Stitser had no doubt he would be sent out there at that point in the game. Head coach Marvin Lewis said it's why he's here.
"We're getting to know him just like anything else, and he's got some leg talent," Lewis said. "He's going to have to work through some things. But it was his first time out there in a real NFL game, and obviously a close game. On the kickoffs, he's got some work to do there because what we got today wasn't good enough. I don't know how he miss-hits the extra point — he shouldn't do that. But he made a big field goal, which gave us the lead there, which is big."
But with Brees on the other side, the field goal didn't give anyone a sense of finality.

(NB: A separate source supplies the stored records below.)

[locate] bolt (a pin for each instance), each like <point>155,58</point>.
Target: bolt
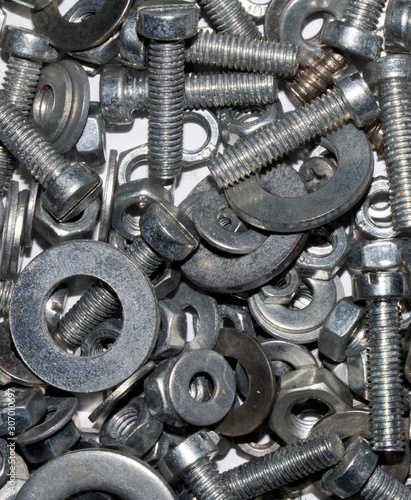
<point>238,52</point>
<point>166,233</point>
<point>390,77</point>
<point>317,76</point>
<point>350,99</point>
<point>192,460</point>
<point>68,188</point>
<point>358,473</point>
<point>167,25</point>
<point>356,31</point>
<point>129,92</point>
<point>284,466</point>
<point>229,16</point>
<point>382,285</point>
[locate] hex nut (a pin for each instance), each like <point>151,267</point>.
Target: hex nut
<point>30,407</point>
<point>304,388</point>
<point>339,328</point>
<point>132,429</point>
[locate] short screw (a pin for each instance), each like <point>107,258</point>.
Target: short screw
<point>229,16</point>
<point>167,25</point>
<point>390,77</point>
<point>326,113</point>
<point>284,466</point>
<point>192,460</point>
<point>238,52</point>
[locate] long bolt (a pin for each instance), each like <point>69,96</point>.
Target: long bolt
<point>326,113</point>
<point>237,52</point>
<point>229,16</point>
<point>284,466</point>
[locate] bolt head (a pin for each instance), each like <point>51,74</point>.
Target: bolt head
<point>168,20</point>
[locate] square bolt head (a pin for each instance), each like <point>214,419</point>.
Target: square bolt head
<point>168,20</point>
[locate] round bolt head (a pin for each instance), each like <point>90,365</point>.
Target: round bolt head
<point>357,95</point>
<point>390,66</point>
<point>354,470</point>
<point>167,20</point>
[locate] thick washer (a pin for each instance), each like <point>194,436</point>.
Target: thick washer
<point>242,420</point>
<point>40,352</point>
<point>96,470</point>
<point>91,32</point>
<point>353,175</point>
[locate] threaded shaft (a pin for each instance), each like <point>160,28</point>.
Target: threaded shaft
<point>165,109</point>
<point>384,375</point>
<point>95,306</point>
<point>382,486</point>
<point>245,54</point>
<point>248,155</point>
<point>28,146</point>
<point>144,256</point>
<point>229,16</point>
<point>284,466</point>
<point>6,288</point>
<point>206,483</point>
<point>395,104</point>
<point>20,82</point>
<point>363,14</point>
<point>316,77</point>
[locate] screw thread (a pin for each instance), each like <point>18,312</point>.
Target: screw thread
<point>229,16</point>
<point>382,486</point>
<point>95,306</point>
<point>384,375</point>
<point>144,256</point>
<point>233,51</point>
<point>316,77</point>
<point>28,146</point>
<point>204,481</point>
<point>395,104</point>
<point>363,14</point>
<point>20,82</point>
<point>284,466</point>
<point>165,108</point>
<point>6,289</point>
<point>327,112</point>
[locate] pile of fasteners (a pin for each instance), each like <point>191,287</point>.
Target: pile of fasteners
<point>160,323</point>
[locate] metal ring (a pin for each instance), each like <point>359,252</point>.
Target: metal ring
<point>91,32</point>
<point>47,360</point>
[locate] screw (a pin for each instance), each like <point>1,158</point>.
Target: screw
<point>235,51</point>
<point>129,92</point>
<point>167,233</point>
<point>350,99</point>
<point>166,24</point>
<point>284,466</point>
<point>317,76</point>
<point>381,285</point>
<point>356,31</point>
<point>358,473</point>
<point>192,460</point>
<point>229,16</point>
<point>390,76</point>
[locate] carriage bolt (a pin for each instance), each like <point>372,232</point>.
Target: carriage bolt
<point>356,31</point>
<point>284,466</point>
<point>167,234</point>
<point>350,99</point>
<point>229,16</point>
<point>244,54</point>
<point>167,24</point>
<point>390,77</point>
<point>69,188</point>
<point>122,91</point>
<point>358,473</point>
<point>192,460</point>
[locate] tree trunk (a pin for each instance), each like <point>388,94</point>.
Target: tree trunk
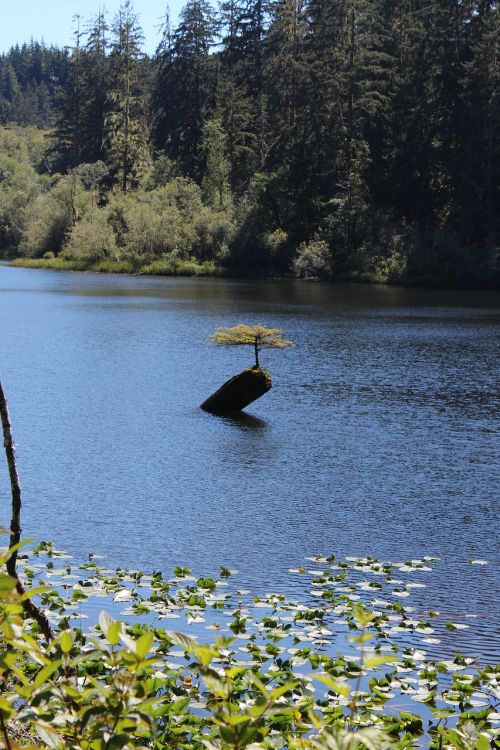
<point>15,525</point>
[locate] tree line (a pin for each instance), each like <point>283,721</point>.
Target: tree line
<point>333,138</point>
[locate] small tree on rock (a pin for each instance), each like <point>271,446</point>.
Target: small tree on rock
<point>257,336</point>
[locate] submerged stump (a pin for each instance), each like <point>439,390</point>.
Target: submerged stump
<point>239,391</point>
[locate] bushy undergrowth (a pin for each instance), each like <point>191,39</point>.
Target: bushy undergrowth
<point>267,678</point>
<point>172,225</point>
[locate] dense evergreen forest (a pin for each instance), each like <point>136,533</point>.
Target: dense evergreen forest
<point>344,139</point>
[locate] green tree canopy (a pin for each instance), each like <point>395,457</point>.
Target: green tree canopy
<point>258,336</point>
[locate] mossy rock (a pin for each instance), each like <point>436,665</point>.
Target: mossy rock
<point>239,391</point>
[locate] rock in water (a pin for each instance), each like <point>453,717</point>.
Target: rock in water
<point>240,391</point>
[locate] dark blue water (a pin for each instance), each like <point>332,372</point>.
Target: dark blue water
<point>379,437</point>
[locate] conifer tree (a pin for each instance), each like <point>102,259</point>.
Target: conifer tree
<point>126,124</point>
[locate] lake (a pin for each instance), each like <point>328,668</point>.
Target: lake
<point>379,437</point>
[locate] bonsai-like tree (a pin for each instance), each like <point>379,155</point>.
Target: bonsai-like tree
<point>257,336</point>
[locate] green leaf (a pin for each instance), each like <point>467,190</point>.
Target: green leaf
<point>144,644</point>
<point>338,686</point>
<point>105,621</point>
<point>375,660</point>
<point>7,584</point>
<point>282,689</point>
<point>66,641</point>
<point>114,633</point>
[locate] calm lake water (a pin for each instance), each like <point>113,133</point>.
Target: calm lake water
<point>379,437</point>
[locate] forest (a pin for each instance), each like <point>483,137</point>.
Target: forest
<point>336,139</point>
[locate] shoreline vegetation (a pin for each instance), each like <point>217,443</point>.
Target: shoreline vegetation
<point>192,268</point>
<point>349,141</point>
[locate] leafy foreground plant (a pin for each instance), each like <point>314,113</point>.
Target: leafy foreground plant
<point>270,679</point>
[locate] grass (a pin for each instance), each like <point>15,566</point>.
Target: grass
<point>169,266</point>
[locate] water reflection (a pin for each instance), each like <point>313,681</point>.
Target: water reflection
<point>380,435</point>
<point>241,419</point>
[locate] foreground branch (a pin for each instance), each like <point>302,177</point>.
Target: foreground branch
<point>15,524</point>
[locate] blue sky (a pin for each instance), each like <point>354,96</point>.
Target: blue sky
<point>51,20</point>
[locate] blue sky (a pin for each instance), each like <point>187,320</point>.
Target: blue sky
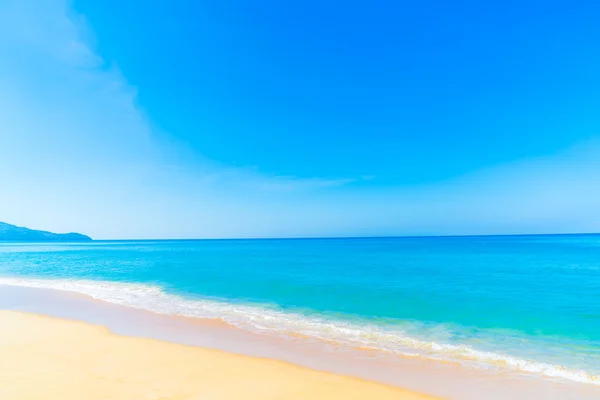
<point>314,118</point>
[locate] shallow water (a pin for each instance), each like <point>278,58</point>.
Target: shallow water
<point>522,304</point>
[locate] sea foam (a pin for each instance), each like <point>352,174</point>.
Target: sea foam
<point>273,321</point>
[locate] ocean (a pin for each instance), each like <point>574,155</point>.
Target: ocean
<point>521,304</point>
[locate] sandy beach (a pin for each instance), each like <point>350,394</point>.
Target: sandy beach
<point>50,358</point>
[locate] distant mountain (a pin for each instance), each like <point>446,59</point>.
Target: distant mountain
<point>14,233</point>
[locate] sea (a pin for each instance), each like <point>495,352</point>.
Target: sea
<point>527,305</point>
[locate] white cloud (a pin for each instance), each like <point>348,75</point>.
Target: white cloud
<point>76,153</point>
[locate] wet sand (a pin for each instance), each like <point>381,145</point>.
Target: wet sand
<point>51,358</point>
<point>418,375</point>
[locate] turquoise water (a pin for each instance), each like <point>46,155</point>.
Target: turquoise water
<point>528,304</point>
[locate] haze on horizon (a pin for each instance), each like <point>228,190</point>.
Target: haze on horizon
<point>261,119</point>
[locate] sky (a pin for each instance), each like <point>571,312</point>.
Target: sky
<point>212,119</point>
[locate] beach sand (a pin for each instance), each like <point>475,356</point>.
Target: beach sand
<point>49,358</point>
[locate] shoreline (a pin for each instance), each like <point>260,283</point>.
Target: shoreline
<point>444,380</point>
<point>46,357</point>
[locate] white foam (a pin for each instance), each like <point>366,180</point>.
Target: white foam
<point>259,319</point>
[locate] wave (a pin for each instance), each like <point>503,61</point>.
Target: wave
<point>265,320</point>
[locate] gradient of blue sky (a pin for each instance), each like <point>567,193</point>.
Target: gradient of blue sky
<point>319,118</point>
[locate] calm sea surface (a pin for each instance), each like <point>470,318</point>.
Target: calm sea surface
<point>528,304</point>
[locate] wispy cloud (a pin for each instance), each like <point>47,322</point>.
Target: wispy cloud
<point>77,153</point>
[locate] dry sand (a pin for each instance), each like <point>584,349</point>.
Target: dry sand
<point>48,358</point>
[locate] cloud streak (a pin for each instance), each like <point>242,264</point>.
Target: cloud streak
<point>76,153</point>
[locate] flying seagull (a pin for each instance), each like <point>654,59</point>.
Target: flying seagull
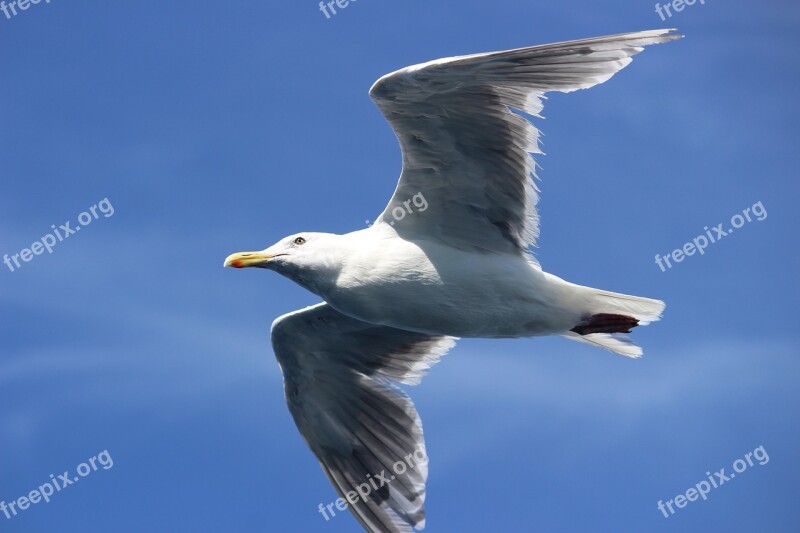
<point>399,293</point>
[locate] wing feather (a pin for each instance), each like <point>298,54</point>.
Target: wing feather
<point>341,377</point>
<point>465,149</point>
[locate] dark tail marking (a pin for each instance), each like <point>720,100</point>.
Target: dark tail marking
<point>605,323</point>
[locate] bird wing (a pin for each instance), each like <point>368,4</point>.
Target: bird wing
<point>467,153</point>
<point>340,378</point>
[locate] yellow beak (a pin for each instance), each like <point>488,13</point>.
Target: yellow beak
<point>246,259</point>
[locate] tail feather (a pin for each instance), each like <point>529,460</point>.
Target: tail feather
<point>610,315</point>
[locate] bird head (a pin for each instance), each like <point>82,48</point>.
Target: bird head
<point>309,259</point>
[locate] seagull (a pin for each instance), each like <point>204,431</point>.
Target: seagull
<point>450,257</point>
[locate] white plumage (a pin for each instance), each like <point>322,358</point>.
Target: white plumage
<point>399,293</point>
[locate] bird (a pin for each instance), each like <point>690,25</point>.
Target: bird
<point>449,257</point>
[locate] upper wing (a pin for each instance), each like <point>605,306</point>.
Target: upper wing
<point>467,153</point>
<point>340,376</point>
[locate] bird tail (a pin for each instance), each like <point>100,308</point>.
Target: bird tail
<point>610,316</point>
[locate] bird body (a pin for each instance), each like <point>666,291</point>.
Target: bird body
<point>398,294</point>
<point>381,278</point>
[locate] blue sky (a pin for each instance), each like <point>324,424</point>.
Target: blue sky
<point>217,127</point>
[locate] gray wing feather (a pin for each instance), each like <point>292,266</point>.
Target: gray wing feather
<point>468,153</point>
<point>340,376</point>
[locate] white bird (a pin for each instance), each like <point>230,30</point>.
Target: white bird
<point>449,257</point>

"I was just fired up for him and fired up to see Huber pushing him and high-fiving him," said quarterback Michael Johnson. "I had a good feeling that wasn't going to be it. There was a lot of time left on the clock and that's a good offense. I was hoping that was going to be it or that we were going to get the ball back with a little more time left to make a play, maybe make a run at it to get a field goal to tie it up if they missed the extra point or go down and get a touchdown. Obviously that didn't happen."